The pressure to produce ever more dramatic headlines to drive traffic is intense, perhaps even more so when it comes to Meghan than when Kate Middleton entered the royal family. Back then, the running theme was how Kate came from working-class roots.

So, is there any truth to the rift? The duchesses were in their 30s when they met, and already had their own established, close-knit groups of friends. And while the pair may not hang out together or call each other regularly, the source tells CNN, they are friendly and they text one another -- linked as they are by a common bond.

The alleged rift has also been cited as the reasons Meghan and Harry are moving out of Kensington Palace and plan to establish their own office. But CNN's source said this is more to do with Harry wanting greater independence, and William needing his own team in preparation for so-called "reign change," when Charles will become King and William will step up as the Prince of Wales.

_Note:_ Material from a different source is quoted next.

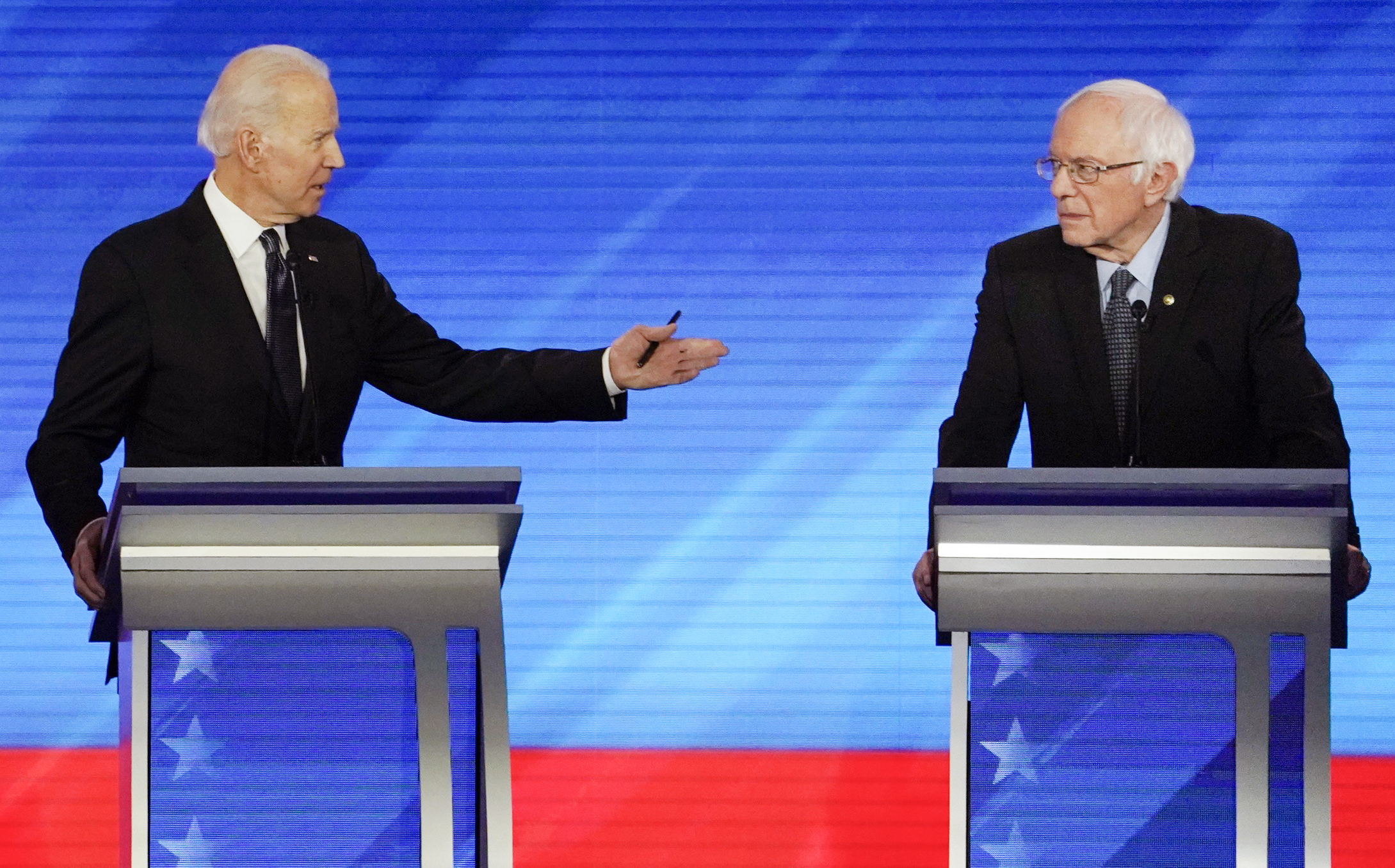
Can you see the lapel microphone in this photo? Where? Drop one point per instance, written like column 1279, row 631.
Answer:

At a royal foundation event in February 2018, Harry and William suggested that if there were any disagreements, they were between the brothers, and not the wives.

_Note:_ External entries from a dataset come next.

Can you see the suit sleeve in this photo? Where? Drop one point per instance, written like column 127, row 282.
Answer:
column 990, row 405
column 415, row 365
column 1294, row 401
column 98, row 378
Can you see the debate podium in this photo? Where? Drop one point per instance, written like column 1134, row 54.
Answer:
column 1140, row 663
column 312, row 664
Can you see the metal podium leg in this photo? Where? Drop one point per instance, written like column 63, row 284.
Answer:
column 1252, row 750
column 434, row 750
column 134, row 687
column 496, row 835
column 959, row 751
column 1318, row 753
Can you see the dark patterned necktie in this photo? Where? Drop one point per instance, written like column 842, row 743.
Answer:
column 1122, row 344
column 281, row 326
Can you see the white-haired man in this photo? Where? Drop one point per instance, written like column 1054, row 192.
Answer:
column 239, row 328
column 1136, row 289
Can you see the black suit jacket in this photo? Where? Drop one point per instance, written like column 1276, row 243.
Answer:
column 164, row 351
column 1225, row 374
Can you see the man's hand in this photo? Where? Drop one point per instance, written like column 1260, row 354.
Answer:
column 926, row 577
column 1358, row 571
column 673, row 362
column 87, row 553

The royal press pack has pushed back against accusations that they are biased against Meghan. They say they are just doing their job, covering the news without prejudice, and they claim they do far more positive stories about Meghan than negative ones. But online trolls have exploited the "othering" of Meghan on online news sites and gossip pages and reports of a feud between her and Kate.

Hope Not Hate researcher Patrik Hermansson said he was surprised to see discussions about Meghan, which he described as "pure conspiracy theories," suggesting she isn't really pregnant but is wearing a fake baby bump.

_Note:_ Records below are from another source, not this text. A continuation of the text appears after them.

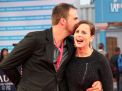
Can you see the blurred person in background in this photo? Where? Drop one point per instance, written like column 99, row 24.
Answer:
column 3, row 54
column 45, row 54
column 114, row 67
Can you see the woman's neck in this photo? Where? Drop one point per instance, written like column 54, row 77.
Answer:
column 82, row 52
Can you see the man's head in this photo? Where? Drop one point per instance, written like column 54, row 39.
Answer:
column 65, row 15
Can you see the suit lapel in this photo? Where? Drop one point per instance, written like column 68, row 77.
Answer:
column 49, row 46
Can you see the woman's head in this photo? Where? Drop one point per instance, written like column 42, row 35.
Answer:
column 84, row 34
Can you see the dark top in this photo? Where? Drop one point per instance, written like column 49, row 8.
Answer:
column 83, row 71
column 35, row 52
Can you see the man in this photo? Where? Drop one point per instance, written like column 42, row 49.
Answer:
column 39, row 54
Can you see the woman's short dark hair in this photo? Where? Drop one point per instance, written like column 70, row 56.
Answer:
column 91, row 25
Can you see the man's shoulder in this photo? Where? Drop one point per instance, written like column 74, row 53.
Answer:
column 70, row 38
column 37, row 33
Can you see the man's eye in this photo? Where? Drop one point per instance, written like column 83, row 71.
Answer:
column 84, row 32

"The way I understand that ... it's an attempt to distrust and make her seem unreliable and distrustful," he said.

Meghan and Harry's forthcoming child will be the first known mixed-race baby in the royal family's thousand-year history. Adegoke, the author, said speculation is rife about his or her likely appearance.

"There's been a lot of talk on Twitter, not just from racists but also people who are very pro-Meghan, about recessive genes, about whether the baby will have an afro, whether the baby will have its mother's nose," she said.

"There's all these coded conversations happening about what the baby will look like, and it sounds really horrible to think, but a lot of people offered up the idea that the blacker the baby looks, the worse its treatment will be."

Hermansson said the anti-Meghan trolls have also seized on themes like so-called "cultural decline."

"Meghan Markle fits into this bigger idea of the West and the UK in decline," he said. "She does that by not fitting in, by being who she is, which is mixed race. People tie these things so much to what they think it means to be British, which is white. So, it has a racial element to it."

"But there's also this idea of cultural decline -- [that] what we were before, a strong palace, a monarchy, an empire ... is falling apart, and that of course is brought on by these other far-right conspiratorial ideas, like what mass immigration is doing with our society, the replacement of British people of British culture."

That narrative has already been used to troubling effect; in December last year, a UK offshoot of a violent US neo-Nazi group posted an image calling for Prince Harry to be shot, according to a BBC investigation. And they accused him of being a "race traitor" for marrying a mixed-race woman.

"Those ideas can enable people and... motivate people to take direct action in a violent way. There are lots of examples of that in just the last [few] years," said Hermansson.

Harry and Meghan's 2018 wedding was hailed as a moment that united British society, and cemented the country's connection with the US; the announcement that a new royal baby was on the way should have bound them still closer.

But the marriage and the impending arrival of baby Sussex have also exposed divisions which a very small group of people are keen to exploit to spread their message of hate.